Fertig gelesen: Pale Rider

A book from 2017, about the Spanish Flu, which in the wake of the first world war turned into a global pandemic, killing between 50 and 100 million people on all continents.
Pale Rider , Laura Spinney
Spinney describes the situation in the world in 1918, and how the Spanish Flu came into the world, and was experienced by people in various parts of the world. The flu returned in several waves, some of which behaved unlike normal flu seasons and also had weirdly shaped killing patterns in the population.
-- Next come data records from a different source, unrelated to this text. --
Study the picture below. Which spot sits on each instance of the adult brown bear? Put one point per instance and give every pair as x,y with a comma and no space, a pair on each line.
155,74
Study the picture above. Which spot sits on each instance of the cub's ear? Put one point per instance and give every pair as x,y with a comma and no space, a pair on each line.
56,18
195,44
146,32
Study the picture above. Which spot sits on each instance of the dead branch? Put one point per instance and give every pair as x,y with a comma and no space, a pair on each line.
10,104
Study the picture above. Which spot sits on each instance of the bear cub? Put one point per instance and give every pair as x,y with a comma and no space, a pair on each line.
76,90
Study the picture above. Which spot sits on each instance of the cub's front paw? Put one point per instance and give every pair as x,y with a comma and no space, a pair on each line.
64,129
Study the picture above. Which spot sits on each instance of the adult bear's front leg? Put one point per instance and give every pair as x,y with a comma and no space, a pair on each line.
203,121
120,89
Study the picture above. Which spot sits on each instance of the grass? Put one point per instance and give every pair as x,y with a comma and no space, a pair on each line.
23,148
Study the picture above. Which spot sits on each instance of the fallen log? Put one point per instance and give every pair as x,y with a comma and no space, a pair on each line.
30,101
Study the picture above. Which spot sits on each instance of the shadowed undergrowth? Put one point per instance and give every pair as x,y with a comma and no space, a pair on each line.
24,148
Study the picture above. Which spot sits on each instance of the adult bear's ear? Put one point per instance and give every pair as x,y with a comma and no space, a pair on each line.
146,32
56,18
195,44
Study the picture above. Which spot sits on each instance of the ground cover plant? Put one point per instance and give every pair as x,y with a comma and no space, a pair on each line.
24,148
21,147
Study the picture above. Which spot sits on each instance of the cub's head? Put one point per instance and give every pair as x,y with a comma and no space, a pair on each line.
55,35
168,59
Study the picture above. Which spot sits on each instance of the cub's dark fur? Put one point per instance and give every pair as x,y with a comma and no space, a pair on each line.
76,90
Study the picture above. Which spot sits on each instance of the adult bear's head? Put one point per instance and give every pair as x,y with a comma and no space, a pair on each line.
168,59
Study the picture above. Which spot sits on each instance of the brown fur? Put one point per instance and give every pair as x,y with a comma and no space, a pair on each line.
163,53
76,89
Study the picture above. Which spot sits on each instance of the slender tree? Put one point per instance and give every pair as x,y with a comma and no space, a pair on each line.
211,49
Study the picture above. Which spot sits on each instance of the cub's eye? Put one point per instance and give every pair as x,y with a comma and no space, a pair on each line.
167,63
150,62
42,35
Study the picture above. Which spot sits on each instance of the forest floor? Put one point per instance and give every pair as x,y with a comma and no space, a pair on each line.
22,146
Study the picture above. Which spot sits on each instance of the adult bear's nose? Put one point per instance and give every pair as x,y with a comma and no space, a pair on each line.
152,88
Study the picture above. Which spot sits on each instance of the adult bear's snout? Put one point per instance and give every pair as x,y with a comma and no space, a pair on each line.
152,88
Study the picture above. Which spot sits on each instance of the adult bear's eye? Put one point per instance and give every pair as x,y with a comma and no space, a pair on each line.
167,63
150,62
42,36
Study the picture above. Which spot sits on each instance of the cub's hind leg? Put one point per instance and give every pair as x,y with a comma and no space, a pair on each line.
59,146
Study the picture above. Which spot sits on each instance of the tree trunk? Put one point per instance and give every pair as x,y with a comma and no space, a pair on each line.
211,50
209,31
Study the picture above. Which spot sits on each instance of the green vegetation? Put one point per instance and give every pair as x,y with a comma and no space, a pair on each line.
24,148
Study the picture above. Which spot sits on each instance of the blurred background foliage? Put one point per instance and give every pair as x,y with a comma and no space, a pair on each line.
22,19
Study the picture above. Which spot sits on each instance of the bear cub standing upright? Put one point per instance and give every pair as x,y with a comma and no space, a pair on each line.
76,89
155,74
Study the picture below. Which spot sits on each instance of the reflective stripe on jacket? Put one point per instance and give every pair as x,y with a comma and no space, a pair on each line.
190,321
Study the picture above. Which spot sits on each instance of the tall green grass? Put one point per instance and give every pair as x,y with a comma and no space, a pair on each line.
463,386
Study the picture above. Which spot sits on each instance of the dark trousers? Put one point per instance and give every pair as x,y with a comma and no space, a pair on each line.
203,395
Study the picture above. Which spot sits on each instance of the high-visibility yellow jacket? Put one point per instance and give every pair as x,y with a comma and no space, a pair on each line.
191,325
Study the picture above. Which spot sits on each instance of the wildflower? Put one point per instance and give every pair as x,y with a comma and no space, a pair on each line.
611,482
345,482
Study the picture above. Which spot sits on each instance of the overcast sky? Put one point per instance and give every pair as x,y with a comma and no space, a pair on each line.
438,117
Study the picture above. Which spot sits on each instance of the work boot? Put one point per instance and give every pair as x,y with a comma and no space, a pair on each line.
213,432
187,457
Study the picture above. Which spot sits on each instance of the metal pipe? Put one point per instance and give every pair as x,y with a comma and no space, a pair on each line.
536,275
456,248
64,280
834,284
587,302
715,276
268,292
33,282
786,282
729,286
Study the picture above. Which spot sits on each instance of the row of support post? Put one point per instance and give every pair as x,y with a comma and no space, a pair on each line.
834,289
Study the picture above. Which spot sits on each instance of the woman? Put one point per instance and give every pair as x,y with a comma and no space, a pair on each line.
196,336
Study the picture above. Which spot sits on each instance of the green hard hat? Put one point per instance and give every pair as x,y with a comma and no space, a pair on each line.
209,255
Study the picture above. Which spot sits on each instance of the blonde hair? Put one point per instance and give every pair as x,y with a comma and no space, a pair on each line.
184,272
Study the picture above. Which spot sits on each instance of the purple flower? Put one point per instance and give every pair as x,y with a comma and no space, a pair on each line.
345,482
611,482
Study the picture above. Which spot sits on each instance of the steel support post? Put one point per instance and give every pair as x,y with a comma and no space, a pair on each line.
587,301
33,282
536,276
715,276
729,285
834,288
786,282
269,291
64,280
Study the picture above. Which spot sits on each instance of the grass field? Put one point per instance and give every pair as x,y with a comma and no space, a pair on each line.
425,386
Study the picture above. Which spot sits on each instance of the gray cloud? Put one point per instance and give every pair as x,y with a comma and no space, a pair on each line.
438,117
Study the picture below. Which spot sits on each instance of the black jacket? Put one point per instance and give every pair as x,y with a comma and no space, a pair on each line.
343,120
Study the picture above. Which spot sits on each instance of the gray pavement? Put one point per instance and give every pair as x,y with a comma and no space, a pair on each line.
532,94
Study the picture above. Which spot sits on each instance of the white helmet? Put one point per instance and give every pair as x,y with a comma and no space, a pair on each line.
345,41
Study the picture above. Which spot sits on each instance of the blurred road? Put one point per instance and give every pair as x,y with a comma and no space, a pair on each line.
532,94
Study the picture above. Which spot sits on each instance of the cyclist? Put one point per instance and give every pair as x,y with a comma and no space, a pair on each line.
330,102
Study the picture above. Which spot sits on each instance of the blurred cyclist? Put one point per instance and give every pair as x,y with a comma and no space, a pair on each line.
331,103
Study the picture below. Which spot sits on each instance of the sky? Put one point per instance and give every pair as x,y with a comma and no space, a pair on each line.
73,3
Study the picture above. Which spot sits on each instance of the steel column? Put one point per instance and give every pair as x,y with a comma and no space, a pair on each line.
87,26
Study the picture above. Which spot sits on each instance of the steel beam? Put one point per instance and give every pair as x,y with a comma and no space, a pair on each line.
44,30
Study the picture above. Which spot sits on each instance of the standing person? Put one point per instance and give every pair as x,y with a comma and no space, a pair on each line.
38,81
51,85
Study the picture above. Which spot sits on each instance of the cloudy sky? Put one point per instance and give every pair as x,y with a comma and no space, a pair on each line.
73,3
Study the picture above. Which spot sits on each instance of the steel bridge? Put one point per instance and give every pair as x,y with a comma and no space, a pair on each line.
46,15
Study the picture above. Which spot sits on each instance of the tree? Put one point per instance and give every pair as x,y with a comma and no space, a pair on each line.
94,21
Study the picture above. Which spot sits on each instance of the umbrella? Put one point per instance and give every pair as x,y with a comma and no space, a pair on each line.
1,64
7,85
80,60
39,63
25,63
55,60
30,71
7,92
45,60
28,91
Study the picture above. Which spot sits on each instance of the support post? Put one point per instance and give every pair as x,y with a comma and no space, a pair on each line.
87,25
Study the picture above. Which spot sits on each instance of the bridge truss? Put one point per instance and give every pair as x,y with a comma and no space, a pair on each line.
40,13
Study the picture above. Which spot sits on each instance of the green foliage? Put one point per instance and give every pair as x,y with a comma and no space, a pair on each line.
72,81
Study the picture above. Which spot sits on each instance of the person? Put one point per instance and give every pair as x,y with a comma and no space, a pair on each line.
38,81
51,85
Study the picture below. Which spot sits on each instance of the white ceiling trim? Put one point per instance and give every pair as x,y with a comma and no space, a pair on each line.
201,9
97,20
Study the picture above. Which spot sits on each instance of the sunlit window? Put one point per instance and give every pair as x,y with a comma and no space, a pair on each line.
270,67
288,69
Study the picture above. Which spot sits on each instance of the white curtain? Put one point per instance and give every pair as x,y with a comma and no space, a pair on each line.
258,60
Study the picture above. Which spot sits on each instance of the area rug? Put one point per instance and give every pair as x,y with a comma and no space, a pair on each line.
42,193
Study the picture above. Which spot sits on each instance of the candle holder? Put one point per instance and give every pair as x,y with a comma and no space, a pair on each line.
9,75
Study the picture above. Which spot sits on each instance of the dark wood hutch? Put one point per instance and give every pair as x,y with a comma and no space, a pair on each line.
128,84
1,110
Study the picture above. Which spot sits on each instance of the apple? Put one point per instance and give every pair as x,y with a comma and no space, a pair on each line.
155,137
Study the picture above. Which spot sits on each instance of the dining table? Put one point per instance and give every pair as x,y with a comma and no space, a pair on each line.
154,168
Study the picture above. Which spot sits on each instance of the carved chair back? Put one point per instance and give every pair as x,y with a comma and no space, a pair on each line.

She also describes reactions of the population to pandemic fighting measures – and we know them all from personal experience by now. There have been people protecting mask mandates, self-isolation and social distancing on purpose, “mah freedums” criers and so on, just like with Covid.
In parts 5 and 6, she looks at the flu from a modern perspective: We now know about viruses, and specific the influenza A virus and its variants. We understand its genetics and which parts of the virus are relevant for infection of humans, and they mutate. We catalogue them – the spanish flu was H1N1. Spinney then looks at SARS, MERS and bird flu, and other viruses, and how they ramp up for another pandemic, strangely prescient of the Covid pandemic of 2020. Also addresses, again spot on, anti-science propaganda and ossified politics unable to integrate new findings into existing rule frameworks.
An enlightening and at the same time very frustrating read, written and published 3 years before Covid.